The county, home to 530,000 people, issued a new picture album Wednesday in Beijing to show its connection with some world-famous architecture and sculpture in China.

The picture album, namely "A Close Look at Quyang," is being used as the county's "name card."

The Forbidden City, the Summer Palace, the Garden of Ten Thousand Gardens (Yuanmingyuan), and the Dunhuang Grottoes are not unfamiliar, even to many foreigners. But few Chinese know that craftsmen from Quyang County took part in the designing, building and carving work.

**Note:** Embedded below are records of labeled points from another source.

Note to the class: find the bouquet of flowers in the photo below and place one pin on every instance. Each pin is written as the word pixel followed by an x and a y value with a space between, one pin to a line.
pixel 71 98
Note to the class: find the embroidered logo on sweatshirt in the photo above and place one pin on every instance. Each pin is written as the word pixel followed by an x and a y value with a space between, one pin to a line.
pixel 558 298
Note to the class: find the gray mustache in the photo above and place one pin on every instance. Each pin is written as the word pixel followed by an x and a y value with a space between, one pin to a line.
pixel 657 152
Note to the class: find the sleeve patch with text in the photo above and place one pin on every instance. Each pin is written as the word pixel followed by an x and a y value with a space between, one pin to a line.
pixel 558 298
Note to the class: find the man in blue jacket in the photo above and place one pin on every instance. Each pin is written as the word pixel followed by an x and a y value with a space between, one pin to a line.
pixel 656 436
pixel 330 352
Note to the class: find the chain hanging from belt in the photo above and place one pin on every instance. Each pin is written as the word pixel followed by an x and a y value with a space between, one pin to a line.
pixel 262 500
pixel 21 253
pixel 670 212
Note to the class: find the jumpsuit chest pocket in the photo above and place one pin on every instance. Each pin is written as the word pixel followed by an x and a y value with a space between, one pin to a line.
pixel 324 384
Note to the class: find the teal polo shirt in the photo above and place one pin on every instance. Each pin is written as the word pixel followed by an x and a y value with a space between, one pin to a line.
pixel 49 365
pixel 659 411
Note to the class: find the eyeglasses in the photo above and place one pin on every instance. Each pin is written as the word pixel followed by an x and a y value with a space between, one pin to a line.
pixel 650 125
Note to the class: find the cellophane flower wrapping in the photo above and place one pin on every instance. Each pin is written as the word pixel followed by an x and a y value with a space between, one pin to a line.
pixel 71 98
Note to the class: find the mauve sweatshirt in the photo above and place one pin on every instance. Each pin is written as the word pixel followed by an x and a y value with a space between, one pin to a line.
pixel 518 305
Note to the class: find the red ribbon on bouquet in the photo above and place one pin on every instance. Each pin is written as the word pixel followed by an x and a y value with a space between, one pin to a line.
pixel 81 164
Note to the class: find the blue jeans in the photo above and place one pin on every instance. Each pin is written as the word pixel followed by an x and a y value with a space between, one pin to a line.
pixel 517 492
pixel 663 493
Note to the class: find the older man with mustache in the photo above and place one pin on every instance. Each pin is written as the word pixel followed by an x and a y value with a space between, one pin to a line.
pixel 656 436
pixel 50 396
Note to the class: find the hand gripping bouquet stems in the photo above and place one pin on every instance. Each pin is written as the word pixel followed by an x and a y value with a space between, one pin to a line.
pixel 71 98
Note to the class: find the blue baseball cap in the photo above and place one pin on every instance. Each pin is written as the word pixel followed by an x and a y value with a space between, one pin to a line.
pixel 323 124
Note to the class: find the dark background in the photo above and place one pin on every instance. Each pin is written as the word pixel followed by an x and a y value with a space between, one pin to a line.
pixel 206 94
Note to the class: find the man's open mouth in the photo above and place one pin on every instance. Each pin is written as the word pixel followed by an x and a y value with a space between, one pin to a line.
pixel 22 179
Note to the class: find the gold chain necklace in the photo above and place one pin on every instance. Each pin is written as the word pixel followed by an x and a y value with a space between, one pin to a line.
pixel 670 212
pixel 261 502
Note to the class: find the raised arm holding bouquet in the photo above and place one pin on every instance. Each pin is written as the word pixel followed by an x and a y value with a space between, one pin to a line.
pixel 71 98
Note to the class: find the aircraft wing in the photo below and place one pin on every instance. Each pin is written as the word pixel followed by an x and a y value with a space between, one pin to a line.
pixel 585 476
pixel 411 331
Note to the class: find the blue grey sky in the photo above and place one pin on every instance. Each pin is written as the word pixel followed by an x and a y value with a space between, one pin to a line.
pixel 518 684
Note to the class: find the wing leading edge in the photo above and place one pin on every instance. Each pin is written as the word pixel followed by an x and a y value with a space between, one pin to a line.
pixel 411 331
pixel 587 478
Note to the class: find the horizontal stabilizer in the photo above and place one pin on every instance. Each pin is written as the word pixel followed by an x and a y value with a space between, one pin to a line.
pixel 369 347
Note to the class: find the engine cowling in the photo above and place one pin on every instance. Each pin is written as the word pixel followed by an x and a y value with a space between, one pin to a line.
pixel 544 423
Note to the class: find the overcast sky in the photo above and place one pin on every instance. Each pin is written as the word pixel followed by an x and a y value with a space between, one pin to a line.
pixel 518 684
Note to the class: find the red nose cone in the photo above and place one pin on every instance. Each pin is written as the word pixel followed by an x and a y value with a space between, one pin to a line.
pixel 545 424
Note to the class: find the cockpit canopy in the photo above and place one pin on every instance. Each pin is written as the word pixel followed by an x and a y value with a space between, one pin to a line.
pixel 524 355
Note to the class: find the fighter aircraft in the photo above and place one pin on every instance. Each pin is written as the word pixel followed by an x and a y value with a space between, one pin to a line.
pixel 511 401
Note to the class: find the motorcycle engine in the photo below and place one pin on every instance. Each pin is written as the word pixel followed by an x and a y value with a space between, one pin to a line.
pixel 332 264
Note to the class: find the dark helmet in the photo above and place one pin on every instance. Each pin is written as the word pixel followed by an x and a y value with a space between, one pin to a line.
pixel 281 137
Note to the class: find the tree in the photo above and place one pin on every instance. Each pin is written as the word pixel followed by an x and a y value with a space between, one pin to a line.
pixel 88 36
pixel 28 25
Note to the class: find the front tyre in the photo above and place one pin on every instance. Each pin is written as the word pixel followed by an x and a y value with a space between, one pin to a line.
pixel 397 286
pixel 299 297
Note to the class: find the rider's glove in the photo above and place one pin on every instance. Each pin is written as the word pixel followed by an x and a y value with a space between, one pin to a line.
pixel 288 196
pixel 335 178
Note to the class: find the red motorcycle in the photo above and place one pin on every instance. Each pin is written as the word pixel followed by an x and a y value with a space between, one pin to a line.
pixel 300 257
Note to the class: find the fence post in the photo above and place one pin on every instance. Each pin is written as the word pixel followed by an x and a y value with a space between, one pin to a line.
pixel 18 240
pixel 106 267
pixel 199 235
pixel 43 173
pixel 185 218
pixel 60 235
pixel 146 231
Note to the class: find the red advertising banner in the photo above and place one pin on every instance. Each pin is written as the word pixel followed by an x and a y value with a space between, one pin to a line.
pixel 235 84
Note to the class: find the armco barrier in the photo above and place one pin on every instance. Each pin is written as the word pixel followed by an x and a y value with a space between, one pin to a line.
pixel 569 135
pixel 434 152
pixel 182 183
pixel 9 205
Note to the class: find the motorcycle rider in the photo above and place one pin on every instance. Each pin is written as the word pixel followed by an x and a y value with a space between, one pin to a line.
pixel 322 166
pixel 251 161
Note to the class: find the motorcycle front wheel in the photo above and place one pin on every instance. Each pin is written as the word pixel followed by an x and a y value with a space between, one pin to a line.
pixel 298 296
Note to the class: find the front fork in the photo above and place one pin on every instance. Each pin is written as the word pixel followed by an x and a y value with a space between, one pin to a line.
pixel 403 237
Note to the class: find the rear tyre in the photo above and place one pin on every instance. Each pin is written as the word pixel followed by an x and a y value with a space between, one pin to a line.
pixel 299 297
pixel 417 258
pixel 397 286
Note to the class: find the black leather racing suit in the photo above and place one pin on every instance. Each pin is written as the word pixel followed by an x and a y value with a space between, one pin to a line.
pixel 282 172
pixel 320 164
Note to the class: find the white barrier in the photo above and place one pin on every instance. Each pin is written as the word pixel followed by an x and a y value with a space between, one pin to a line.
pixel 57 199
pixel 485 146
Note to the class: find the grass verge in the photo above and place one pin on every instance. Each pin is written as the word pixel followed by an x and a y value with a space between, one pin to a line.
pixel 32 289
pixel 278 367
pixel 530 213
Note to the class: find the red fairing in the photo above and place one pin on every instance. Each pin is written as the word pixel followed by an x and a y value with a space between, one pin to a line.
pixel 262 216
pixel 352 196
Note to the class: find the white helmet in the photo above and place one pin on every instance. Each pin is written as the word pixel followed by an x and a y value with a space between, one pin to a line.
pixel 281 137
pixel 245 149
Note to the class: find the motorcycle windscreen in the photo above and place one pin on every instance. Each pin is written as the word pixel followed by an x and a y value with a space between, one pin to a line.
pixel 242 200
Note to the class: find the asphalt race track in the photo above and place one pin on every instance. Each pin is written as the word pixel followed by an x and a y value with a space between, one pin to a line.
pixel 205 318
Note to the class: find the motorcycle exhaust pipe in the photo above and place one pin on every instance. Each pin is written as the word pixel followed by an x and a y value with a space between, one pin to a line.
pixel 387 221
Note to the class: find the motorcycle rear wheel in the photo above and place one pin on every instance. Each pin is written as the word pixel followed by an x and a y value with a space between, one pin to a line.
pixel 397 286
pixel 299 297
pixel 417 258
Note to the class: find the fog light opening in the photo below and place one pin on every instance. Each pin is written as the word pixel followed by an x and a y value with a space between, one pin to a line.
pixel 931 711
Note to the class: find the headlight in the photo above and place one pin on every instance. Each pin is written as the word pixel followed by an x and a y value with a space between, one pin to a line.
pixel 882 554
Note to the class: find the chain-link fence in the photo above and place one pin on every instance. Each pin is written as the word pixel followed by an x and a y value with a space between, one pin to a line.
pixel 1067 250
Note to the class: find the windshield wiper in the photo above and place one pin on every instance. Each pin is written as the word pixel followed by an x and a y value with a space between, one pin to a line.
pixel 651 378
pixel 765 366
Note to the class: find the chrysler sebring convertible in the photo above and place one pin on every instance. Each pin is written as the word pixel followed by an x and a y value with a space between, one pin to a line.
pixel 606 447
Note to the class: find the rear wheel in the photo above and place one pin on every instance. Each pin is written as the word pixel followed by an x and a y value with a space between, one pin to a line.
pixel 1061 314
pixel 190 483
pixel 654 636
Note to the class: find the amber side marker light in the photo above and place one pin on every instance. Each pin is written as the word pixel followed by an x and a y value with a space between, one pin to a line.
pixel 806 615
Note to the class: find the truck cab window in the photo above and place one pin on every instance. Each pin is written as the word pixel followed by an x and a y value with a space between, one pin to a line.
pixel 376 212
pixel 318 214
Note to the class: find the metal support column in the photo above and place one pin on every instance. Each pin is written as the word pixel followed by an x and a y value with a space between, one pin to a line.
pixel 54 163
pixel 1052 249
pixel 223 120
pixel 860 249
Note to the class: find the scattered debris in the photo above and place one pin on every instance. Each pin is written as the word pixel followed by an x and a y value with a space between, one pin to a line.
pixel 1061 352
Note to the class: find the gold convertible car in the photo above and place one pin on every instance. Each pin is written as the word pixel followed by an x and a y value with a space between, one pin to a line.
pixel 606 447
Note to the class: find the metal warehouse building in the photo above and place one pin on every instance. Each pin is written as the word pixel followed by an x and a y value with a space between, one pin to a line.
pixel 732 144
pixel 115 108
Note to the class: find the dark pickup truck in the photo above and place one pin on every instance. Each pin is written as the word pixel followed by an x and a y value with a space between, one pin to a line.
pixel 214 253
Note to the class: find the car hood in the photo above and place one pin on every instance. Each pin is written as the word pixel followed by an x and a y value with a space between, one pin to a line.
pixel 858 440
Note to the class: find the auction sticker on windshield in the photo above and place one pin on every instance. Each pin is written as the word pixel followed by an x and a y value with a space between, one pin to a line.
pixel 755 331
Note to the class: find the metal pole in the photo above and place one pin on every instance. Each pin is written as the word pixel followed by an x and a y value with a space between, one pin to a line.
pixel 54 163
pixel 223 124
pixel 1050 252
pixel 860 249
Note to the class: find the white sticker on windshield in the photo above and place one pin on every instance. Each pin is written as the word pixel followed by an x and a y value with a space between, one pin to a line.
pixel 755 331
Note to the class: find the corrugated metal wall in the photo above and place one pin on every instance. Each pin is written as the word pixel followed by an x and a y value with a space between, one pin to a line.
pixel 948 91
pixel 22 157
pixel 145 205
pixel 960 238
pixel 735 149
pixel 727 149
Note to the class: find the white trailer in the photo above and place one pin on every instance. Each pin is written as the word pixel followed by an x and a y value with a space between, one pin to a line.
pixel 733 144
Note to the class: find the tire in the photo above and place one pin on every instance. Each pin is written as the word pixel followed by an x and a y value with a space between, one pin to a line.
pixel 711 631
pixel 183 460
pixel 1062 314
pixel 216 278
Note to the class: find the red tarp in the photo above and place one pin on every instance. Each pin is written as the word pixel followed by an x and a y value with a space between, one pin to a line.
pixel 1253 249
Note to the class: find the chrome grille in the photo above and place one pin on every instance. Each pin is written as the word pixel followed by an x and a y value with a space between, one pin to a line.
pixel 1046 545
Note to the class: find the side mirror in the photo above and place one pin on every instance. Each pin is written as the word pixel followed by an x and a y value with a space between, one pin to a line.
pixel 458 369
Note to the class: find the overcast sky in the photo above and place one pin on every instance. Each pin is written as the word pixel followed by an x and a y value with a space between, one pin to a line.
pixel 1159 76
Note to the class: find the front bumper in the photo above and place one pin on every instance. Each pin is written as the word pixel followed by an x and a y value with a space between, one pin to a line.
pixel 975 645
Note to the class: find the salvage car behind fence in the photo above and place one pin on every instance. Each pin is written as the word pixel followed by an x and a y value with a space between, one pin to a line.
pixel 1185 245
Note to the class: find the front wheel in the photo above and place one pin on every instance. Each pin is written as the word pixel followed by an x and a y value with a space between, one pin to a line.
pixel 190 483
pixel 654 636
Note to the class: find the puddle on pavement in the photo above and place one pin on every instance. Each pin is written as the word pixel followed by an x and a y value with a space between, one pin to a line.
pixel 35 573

With a carving history of more than 2,000 years, Quyang was known as the "hometown of carving" during the Western Han Dynasty (206 B.C.- 24 A.D.). Some works of the county's carving artists are now considered national treasures.

Modern masterpieces by the county's craftsmen include a sitting statue of the late Chinese leader Mao Zedong placed in the Chairman Mao Memorial Hall, and the embossment on the onument to the People's Heroes located on Tian'anmen Square.

Liu Baoling, head of the county, hoped that the picture album could help people from other places and countries learn about the county and attract more professionals, tourists, and investors to the county.

Quyang boasts a reserve of 400 million cubic meters of marble. Its artists today carve not only traditional Chinese lion statues and stone Buddhas but also Venus from western culture.